Hessische Hochschulen und Wissenschaftsminister Gremmels werben für Europäische Hochschulallianzen

Sieben hessische Hochschulen sind Mitglied in Europäischen Hochschulallianzen – ihre erfolgreiche internationale Zusammenarbeit wurde eindrucksvoll am 14. Januar 2026 in der Hessischen Landesvertretung präsentiert.

Auf Einladung von Manfred Pentz, Minister für Bundes- und Europaangelegenheiten, Internationales und Entbürokratisierung und Wissenschaftsminister Timon Gremmels nahmen rund 140 Gäste an der Veranstaltung „Europa stärken durch EU-Hochschulallianzen – Hessens Hochschulen als Motor für Innovation und Kooperation“ teil.

Die Veranstaltung stand ganz im Zeichen der Weichenstellungen auf EU-Ebene für eine Neuausrichtung der Förderpolitik ab 2028. Aktuell wird im Rahmen des EU-Haushalts 2028-2034 über die zukünftige Finanzierung verhandelt. Um die Bedeutung des erfolgreichen EU-Programms Erasmus+ für Europa und für die Weiterentwicklung des europäischen Hochschulraums zu unterstreichen, nahm eine große Delegation aller sieben hessischen Hochschulen, die von der EU-Kommission als „Europäische Hochschule“ ausgezeichnet wurden, teil. Ihre hochrangigen Vertreterinnen und Vertreter schilderten anschaulich die Vorteile der EU-Hochschulförderung vor Ort. Zahlreiche Gäste aus der Hochschul- und Forschungscommunity aus Brüssel nahmen teil und brachten sich in die Podiumsdiskussion ein.

Für Hessen ist die Thematik besonders relevant: Das Land war bei der wettbewerblichen Ausschreibung der EU-Kommission um das Siegel „European University Alliance“ sehr erfolgreich. Sieben Hochschulen sind jeweils Mitglied in einer der europaweit insgesamt 65 Europäischen Hochschulallianzen und werden von der EU aus dem Programm Erasmus+ für wichtige Kooperationsprojekte gefördert.

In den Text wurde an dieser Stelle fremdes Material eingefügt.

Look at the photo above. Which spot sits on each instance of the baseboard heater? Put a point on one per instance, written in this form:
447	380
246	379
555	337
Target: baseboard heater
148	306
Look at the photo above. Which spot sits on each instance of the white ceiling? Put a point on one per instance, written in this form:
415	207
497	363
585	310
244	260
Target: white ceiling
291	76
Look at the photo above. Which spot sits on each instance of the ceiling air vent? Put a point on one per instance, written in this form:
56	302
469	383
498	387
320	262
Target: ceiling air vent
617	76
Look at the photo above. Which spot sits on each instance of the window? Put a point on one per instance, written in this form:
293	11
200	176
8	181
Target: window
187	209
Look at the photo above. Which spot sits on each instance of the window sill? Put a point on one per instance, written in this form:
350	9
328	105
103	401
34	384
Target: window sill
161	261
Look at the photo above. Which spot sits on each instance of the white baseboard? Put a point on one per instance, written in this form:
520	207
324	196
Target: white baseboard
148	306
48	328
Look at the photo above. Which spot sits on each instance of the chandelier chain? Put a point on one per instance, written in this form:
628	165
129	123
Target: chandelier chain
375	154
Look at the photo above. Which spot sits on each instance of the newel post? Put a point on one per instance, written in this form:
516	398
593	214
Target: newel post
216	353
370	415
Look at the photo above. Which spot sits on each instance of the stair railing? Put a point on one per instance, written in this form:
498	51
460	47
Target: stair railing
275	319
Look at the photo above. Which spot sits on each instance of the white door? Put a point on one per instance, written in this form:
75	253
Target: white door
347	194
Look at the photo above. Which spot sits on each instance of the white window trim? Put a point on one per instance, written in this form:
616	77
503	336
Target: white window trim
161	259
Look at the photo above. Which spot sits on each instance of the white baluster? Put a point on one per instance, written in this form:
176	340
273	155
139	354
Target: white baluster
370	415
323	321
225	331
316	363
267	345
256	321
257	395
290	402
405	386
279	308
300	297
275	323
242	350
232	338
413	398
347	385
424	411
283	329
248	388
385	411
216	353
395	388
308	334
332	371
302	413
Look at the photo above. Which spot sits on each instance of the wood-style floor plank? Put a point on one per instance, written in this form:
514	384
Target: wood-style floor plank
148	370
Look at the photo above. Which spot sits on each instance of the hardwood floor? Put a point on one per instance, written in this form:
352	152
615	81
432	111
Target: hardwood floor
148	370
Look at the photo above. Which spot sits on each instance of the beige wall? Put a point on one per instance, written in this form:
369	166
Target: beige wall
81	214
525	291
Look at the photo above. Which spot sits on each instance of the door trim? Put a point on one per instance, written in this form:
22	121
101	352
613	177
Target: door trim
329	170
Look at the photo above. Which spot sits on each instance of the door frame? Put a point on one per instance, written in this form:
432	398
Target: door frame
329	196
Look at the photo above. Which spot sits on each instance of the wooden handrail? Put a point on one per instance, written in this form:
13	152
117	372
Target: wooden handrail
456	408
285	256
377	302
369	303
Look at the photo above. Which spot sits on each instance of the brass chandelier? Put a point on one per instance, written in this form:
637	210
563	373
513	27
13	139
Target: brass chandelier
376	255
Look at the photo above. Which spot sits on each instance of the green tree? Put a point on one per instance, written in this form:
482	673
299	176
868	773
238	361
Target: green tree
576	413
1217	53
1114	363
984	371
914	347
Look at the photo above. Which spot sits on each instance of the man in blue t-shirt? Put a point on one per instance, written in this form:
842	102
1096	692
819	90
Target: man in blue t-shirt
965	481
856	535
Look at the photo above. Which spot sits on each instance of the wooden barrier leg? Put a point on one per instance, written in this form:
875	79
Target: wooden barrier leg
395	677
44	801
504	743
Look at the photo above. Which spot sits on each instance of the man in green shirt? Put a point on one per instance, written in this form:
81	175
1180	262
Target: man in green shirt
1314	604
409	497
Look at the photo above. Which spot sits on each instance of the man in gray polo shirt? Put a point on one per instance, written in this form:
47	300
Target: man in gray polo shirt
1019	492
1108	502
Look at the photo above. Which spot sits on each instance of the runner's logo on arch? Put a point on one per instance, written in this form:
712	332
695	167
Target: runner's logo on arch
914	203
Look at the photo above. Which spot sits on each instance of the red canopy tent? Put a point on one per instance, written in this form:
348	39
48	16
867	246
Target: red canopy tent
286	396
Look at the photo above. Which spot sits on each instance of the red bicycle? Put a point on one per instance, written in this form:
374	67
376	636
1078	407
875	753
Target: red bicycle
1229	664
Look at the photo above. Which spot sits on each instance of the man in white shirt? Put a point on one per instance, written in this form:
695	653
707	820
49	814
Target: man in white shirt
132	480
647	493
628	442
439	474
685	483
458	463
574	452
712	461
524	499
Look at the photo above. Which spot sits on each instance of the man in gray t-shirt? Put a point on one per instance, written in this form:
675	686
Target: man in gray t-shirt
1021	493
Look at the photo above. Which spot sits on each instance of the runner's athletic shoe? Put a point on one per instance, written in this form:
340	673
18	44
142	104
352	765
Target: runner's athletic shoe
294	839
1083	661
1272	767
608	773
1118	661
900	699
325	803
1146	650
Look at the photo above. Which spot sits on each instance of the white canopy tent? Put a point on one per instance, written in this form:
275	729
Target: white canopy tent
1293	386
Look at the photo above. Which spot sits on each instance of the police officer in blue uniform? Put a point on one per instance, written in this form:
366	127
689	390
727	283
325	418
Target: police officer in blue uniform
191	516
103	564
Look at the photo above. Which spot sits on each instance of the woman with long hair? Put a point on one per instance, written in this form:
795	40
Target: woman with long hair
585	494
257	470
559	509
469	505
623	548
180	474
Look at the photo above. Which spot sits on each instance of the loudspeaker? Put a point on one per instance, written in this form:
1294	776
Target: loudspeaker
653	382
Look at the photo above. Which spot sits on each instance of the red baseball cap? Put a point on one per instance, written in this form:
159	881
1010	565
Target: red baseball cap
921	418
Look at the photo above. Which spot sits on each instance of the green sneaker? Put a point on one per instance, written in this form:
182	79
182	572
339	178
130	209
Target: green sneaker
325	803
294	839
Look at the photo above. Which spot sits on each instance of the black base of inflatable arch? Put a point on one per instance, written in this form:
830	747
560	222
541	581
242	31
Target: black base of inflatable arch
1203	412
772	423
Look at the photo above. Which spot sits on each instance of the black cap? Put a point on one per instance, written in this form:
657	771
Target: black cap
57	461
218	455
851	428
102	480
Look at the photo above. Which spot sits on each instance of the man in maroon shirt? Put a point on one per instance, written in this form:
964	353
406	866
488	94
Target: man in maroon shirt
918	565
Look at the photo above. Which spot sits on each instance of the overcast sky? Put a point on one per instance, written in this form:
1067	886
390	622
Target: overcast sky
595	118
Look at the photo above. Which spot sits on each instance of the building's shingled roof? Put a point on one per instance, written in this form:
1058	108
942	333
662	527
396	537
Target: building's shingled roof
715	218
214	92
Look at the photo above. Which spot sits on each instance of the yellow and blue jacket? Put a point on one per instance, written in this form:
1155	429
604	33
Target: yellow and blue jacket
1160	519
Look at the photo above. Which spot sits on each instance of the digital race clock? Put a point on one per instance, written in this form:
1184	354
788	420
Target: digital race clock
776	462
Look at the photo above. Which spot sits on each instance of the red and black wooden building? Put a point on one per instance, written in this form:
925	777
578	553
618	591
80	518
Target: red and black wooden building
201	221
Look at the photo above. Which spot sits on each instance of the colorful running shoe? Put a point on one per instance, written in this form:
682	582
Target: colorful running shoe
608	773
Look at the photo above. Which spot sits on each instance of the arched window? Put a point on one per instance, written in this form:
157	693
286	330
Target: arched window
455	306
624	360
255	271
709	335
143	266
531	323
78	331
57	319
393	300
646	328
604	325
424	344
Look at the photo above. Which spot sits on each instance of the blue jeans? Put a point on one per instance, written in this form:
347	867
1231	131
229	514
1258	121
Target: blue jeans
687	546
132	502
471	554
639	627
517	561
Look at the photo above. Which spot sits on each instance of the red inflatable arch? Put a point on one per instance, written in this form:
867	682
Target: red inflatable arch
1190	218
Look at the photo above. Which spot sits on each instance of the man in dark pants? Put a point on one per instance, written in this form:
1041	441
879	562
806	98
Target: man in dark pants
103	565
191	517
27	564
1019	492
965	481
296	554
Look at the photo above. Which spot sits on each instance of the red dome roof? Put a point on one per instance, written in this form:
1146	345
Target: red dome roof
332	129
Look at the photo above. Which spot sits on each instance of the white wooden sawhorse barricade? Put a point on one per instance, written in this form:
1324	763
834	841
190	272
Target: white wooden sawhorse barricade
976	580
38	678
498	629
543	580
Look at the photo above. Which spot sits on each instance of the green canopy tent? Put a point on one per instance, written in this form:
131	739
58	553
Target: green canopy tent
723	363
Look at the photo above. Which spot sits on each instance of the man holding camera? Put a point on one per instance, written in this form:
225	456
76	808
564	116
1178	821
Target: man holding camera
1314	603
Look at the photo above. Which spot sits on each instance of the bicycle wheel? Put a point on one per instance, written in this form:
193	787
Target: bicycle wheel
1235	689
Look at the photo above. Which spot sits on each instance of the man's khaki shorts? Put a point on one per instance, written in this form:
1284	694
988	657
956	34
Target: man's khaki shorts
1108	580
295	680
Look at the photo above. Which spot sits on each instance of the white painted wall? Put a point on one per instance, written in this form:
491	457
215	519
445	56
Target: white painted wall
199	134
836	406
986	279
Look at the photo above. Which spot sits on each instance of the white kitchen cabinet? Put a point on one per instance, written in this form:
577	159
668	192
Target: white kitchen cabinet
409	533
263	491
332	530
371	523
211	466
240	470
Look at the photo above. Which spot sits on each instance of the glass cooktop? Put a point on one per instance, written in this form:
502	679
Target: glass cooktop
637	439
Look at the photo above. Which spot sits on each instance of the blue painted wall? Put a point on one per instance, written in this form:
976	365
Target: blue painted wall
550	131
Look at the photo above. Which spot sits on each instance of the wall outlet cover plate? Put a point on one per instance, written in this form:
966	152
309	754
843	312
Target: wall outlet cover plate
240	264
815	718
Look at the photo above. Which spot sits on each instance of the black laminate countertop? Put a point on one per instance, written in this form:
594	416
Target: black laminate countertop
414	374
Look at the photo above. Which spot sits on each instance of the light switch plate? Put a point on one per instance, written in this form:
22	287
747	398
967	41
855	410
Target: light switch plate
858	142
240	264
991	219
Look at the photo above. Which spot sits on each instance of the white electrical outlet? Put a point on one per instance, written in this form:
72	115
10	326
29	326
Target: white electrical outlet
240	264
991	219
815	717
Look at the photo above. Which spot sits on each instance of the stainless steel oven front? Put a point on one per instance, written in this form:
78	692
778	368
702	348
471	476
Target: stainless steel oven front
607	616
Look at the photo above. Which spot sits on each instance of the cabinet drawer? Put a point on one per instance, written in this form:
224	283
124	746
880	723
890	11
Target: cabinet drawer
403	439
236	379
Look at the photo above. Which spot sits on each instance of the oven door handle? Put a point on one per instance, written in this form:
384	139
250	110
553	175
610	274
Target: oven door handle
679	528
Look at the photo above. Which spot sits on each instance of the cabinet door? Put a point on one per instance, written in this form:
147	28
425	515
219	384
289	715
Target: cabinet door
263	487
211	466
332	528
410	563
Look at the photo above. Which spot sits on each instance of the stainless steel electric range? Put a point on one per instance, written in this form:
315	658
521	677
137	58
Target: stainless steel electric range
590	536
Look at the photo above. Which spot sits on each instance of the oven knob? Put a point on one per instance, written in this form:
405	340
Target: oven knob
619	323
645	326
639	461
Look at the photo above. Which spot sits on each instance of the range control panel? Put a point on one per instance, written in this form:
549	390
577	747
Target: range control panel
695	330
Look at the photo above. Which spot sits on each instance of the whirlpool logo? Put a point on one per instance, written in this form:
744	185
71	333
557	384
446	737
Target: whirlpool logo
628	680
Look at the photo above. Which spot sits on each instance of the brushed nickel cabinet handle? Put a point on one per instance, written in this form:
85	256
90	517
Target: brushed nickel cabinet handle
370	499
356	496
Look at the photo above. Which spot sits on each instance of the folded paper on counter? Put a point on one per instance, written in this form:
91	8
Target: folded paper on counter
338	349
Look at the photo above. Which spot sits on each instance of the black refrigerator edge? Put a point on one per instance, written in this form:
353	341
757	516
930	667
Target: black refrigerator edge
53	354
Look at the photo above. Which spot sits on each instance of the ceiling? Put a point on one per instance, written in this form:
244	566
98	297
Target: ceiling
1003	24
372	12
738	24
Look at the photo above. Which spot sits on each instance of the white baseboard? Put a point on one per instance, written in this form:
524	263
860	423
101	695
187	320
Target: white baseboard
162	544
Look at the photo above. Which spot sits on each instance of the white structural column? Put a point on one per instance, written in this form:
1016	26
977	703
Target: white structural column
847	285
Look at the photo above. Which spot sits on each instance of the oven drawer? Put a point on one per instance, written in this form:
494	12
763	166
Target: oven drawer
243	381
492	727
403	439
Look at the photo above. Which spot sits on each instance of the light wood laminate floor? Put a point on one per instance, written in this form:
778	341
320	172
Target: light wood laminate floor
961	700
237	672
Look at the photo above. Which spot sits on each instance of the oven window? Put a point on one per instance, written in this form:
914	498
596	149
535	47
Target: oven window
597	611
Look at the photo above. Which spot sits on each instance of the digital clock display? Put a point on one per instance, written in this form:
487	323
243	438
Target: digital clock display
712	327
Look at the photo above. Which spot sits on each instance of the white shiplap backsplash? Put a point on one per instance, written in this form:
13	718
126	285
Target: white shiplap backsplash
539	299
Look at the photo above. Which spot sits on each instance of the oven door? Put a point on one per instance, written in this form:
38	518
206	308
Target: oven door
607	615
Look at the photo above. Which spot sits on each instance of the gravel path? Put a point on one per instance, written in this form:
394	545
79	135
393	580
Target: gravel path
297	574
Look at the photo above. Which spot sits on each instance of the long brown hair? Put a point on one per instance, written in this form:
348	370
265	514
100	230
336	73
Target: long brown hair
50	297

Gegenüber den Vertreterinnen und Vertretern der EU warb Minister Timon Gremmels für ein stark ausgestattetes Programm Erasmus+ und eine Aufstockung der Finanzierung der Leitinitiative Europäische Hochschulallianzen.

Die Europäischen Hochschulallianzen hätten sich hervorragend entwickelt und seien eine große Bereicherung für den europäischen Hochschulraum. Die Allianzen leisteten zudem seit Beginn der Initiative einen zentralen Beitrag zur internationalen Zusammenarbeit und zum Erreichen der politischen Prioritäten der EU – von Resilienz in Zeiten von Krisen, Innovationsförderung, Digitalisierung, der Entwicklung sozialer Innovationen, der Stärkung der Demokratie bis hin zum wichtigen Transfer von Innovationen in die Wirtschaft.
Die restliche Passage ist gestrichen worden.